なお「個人識別符号」は①特定の個人の身体の一部の特徴を電子計算機のために変換した符号、②個人に提供される役務の利用もしくは個人に販売される商品の購入に関して割り当てられる符号のいずれかに該当する符号のうち、政令で定めるものです(同法第2条2項)。
要配慮個人情報
個人情報のうち、本人の人種、信条、社会的身分、病歴、犯罪の経歴など、本人に対する不当な差別、偏見、不利益が生じないよう取り扱いに特に配慮を要するものを「要配慮個人情報」といいます(個人情報の保護に関する法律第2条3項)。

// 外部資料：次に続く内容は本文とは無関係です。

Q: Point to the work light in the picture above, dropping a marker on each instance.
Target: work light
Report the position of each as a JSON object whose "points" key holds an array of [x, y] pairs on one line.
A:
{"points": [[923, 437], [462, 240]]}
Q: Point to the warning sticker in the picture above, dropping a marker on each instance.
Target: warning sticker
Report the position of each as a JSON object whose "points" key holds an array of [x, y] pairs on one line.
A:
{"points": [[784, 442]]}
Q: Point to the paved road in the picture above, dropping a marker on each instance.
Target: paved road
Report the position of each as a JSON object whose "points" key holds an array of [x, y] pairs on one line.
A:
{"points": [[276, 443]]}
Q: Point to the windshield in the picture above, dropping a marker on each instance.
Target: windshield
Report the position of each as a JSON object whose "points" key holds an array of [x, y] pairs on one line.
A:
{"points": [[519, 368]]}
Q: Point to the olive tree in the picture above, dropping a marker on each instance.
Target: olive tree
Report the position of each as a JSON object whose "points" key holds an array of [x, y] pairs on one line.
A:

これは①身体障害、知的障害、精神障害(発達障害を含む)その他の心身機能の障害、②健康診断その他の検査結果、③健康診断の結果を踏まえた指導、診療、調剤に関わることなどの情報があてはまります(個人情報の保護に関する法律施行令第2条)。
個人情報の取り扱い
「個人情報の保護に関する法律」第17条において、個人情報取扱事業者は「個人情報を取り扱うに当たっては、その利用の目的をできる限り特定しなければならない」「利用目的を変更する場合には、変更前の利用目的と関連性を有すると合理的に認められる範囲を超えて行ってはならない」としています。

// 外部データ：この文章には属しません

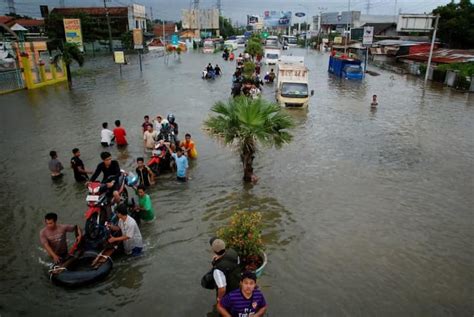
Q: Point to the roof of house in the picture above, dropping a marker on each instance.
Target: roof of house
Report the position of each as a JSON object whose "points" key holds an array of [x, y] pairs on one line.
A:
{"points": [[98, 11], [443, 56], [380, 27], [5, 19]]}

第18条では、個人情報取扱事業者は「あらかじめ本人の同意を得ないで、前条の規定により特定された利用目的の達成に必要な範囲を超えて、個人情報を取り扱ってはならない」「他の個人情報取扱事業者から事業を承継することに伴って個人情報を取得した場合は、あらかじめ本人の同意を得ないで、承継前における当該個人情報の利用目的の達成に必要な範囲を超えて、当該個人情報を取り扱ってはならない」としています。ただし①法令に基づく場合、②人の生命、身体、財産の保護に必要な場合で本人の同意を得ることが困難なとき、③公衆衛生の向上、児童の健全な育成のために必要な場合で本人の同意を得ることが困難なときなどは適用されません。
学校での適切な扱い
公立学校は「各地方公共団体の個人情報の保護に関する条例」、私立学校および国立学校は「個人情報の保護に関する法律」が適用されます。GIGAスクール構想では1人1アカウントでのクラウド利用が基本となるため、より一層充実した管理体制が求められます。そこでこれまでに紹介した法律、条例などを踏まえ、各学校で「個人情報の利用目的を明確にする」「必要最小限で適切に情報を収集する」「目的外利用はしない」「漏洩や損失がないように安全管理措置を講じる」などの規定を定めるとともに、複数人で管理できる体制の構築、技術的・物理的なセキュリティの構築などが重要となります。
個人情報を保護するためのポイントについては、文部科学省「教育情報セキュリティのための緊急提言」を参照してください。